Leserzuschrift: Buchempfehlung: „Permanente Verzerrung: Wie die Finanzmärkte die Realwirtschaft für immer fallen gelassen haben“ von Nomi Prins

Ikonoklast, Federal Bananarepublic Of Germoney, Mittwoch, 19.03.2025, 11:57 (vor 6 Tagen) @ Ikonoklast1690 Views

Buchempfehlung: „Permanente Verzerrung: Wie die Finanzmärkte die Realwirtschaft für immer fallen gelassen haben“ von Nomi Prins

EINLEITUNG

Wirklich erstaunlich und frustrierend ist die Angewohnheit der Menschheit, das Offensichtliche und Unvermeidliche erst dann zu sehen, wenn es da ist, und dann über unvorhergesehene Katastrophen zu schwafeln. - ISAAC ASIMOV

Wenn Sie sich jemals gefragt haben, warum der Aktienmarkt scheinbar immer höher steigt, Ihre eigene finanzielle Situation sich aber nicht so verhält, sind Sie nicht allein - und Sie sind nicht verrückt. Es sind Kräfte am Werk, welche die Finanzmärkte auf Kosten der Destabilisierung der Realwirtschaft beflügeln. In der Welt, in der die meisten von uns leben, kämpfen die Menschen darum, die steigenden Rechnungen zu bezahlen, und arbeiten zermürbend lange, um über die Runden zu kommen. Es besteht eine Kluft zwischen denjenigen, die unter Druck stehen, um ihre Grundbedürfnisse zu decken, und dem Taumel der Finanzmärkte, wo Milliardäre florieren; die beiden Gruppen könnten genauso gut in alternativen Universen leben. Wirtschaft und Hochfinanz existieren zwar nebeneinander, aber sie haben nicht viel miteinander zu tun, wenn man unter die Oberfläche schaut. Geld ist das offensichtliche Trennungsmerkmal.

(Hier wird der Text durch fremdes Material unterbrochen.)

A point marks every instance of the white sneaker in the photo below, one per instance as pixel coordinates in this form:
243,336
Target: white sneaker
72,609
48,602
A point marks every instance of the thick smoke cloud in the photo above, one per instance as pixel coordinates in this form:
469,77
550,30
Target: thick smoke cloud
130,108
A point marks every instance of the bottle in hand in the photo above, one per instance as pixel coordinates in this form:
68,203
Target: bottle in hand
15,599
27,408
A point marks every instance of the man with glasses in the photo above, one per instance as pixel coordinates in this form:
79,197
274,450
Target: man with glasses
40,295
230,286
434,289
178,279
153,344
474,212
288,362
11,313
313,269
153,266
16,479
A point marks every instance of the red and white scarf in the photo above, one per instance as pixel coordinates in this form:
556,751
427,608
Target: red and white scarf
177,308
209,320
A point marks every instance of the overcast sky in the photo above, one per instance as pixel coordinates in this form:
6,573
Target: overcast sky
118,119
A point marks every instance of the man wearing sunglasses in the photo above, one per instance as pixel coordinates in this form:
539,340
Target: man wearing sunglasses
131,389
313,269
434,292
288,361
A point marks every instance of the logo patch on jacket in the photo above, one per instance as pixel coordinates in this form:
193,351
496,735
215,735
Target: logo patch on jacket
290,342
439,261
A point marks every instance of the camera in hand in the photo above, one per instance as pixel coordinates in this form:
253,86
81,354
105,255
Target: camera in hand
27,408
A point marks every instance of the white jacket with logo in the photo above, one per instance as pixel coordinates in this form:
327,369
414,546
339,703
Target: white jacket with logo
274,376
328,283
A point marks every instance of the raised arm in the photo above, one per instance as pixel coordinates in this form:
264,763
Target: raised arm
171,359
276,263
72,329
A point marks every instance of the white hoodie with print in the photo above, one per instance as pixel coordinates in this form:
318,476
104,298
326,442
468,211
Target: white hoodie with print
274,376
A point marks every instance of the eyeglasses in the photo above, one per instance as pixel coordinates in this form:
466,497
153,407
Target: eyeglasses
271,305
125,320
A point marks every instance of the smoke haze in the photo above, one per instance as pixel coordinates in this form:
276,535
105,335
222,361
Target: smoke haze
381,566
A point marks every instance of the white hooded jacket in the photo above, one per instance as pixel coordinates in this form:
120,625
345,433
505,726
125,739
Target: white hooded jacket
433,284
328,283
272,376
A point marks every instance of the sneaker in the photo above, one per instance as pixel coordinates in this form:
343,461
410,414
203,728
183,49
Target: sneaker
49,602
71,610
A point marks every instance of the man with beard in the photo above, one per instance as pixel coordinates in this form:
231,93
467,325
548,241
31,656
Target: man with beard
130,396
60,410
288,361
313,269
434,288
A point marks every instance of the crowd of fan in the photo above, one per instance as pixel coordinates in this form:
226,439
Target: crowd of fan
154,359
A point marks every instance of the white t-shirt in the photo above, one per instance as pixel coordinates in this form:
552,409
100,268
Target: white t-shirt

Die Realität ist, dass Geld wie ein Virus immer den einfachsten Weg sucht, sich zu vermehren. Die Gewinne, die mit Aktien und Anleihen erzielt werden, sind im Vergleich zu allen anderen unverhältnismäßig stark auf die Klasse der Reichen und Investoren angewachsen. Diese Verschiebung hat dazu geführt, dass die Welt auf mehreren wirtschaftlichen, politischen und gesellschaftlichen Ebenen zersplittert ist, wo Instabilität weit verbreitet ist und der Reichtum sich unaufhaltsam nach oben orientiert. Die epische Kluft zwischen der Finanz- und der Realwirtschaft ist das, was ich als permanente Verzerrung definiere. Diese Formulierung ist nicht leichtfertig gewählt. Von hier aus gibt es keinen Weg zurück. Es gibt eine seismische Kluft zwischen Wirtschaftswachstum, Löhnen und einem angemessenen Lebensstandard auf der einen Seite und der marktgesteuerten Anhäufung von Reichtum auf der anderen Seite, die während der verheerenden globalen Pandemie allein im Jahr 2020 fast fünfhundert neue Milliardäre hervorgebracht hat - das entspricht einem, der alle siebzehn Stunden geboren wird. Und diese Kluft ist dauerhaft. [1]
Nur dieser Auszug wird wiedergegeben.